Generate pipeline (v0.2)

cv-corpus generate is four substages behind a single CLI surface. Each substage returns an immutable value the next stage reads; there is no shared mutable state, so tests can swap any one stage for a fixture without faking the others.

load_corpus  ─►  score_claims  ─►  select  ─►  synthesize  ─►  RenderedResume

1. Loader (tool_cv_corpus.generate.loader)

load_corpus(root, *, max_visibility) walks the corpus, parses every YAML, applies schema migrations, validates against AnyEntity and Claim, enforces exactly one Person, applies the visibility cap, and drops claims superseded by an active successor. Returns an immutable Corpus (MappingProxyType over entities and tuple[Claim, ...] per subject) so downstream stages can memoize against it safely.

  • Strict vs permissive: the loader raises CorpusLoadError on the first parse or schema failure. The validator (cv-corpus validate) is the permissive sibling — it accumulates every error for a single report.
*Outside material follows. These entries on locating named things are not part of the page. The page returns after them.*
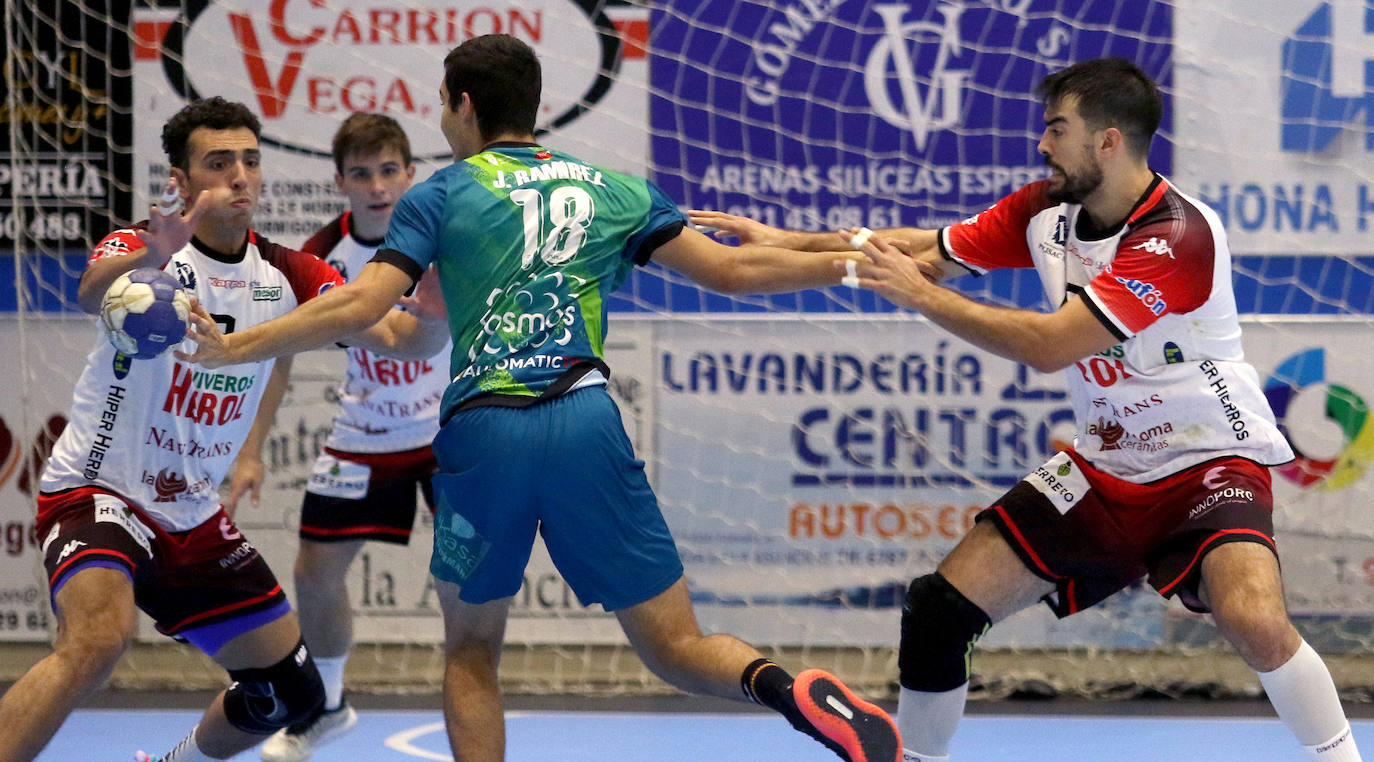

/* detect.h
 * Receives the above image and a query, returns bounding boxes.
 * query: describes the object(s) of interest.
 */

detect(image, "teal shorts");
[430,386,683,611]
Callers facing bad input are expected to fix it via the validator before generate can run.

2. Scorer (tool_cv_corpus.generate.scoring)

score_claims(corpus, target, weights, now) returns dict[str, ScoreBreakdown]. Five additive signals, each independently weighted and each skippable via a zero weight:

Signal Default What it measures
emphasis_skill_overlap +3.0 per match subject's skills (expanded up parent_id) intersect Target.emphasis_skill_ids
avoid_skill_overlap -5.0 per match same, for avoid_skill_ids. Stronger than one emphasis match by design
claim_type impact=1.0 ... context=0.1 per-type preference
sourced +0.5 claim has at least one SourceDoc reference
recency peak 1.0, 36-month half-life age of subject; open-ended periods resolve to now

ScoreBreakdown carries both total and the per-signal components so a future --explain view can surface attribution.
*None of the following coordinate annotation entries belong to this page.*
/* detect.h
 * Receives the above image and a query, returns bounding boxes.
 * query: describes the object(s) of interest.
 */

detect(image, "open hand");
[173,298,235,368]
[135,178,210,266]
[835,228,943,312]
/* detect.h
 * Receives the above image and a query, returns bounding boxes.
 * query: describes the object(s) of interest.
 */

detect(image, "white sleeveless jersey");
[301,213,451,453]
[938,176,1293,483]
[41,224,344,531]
3. Selector (tool_cv_corpus.generate.selection)

select(corpus, target, scores, budget) returns a Selection of IDs only. The Corpus stays the source of truth for bodies, which means a selection bug can never silently rewrite a record.

Rules:

  • Roles chronologically, newest first, capped by max_roles.
  • Achievements per role ranked by best claim-score on that achievement, capped by max_achievements_per_role.
  • Skills ranked by direct > ancestor emphasis; avoid-matches and ancestor-avoid matches excluded; when both a skill and one of its ancestors qualify, the leaf wins.
  • Summary claims filtered to impact or outcome, ranked across all subjects, capped by max_summary_claims.
  • Per-subject claims: top-k by score for every selected subject.
  • Char budget: a best-effort trim drops lowest-scoring per-subject claims first, then summary claims last, until the total fits total_claim_char_limit.

4. Synthesis (tool_cv_corpus.generate.synthesis)
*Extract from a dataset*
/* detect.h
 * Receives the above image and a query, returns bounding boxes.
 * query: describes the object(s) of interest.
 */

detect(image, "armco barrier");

Two LLM passes via Anthropic tool-use:

  • Pass A (one call): emits headline + summary via an emit_headline_and_summary tool whose input_schema is derived from a PassAOutput Pydantic model.
  • Pass B (one call per role): emits rewritten bullets per source claim via emit_bullets. Per-role granularity keeps the cache useful: editing one role does not re-price the others.

The no-new-facts guard checks every rewritten bullet for numeric tokens absent from the source; offenders fall back to the original Claim.text. Pass A failures raise SynthesisError; Pass B failures fall back silently so one flaky call never erases an entire role.

--no-llm swaps synthesis for synthesize_no_llm, which reuses the same assembler but draws bullets from raw Claim.text. --dry-run stops before this stage entirely.

Caching

CachedLLMProvider wraps any LLMProvider with the SQLite cache at cache_dir() / "llm_cache.sqlite". Keys are sha256 of the full request; changing a single prompt word cleanly busts only the affected entries.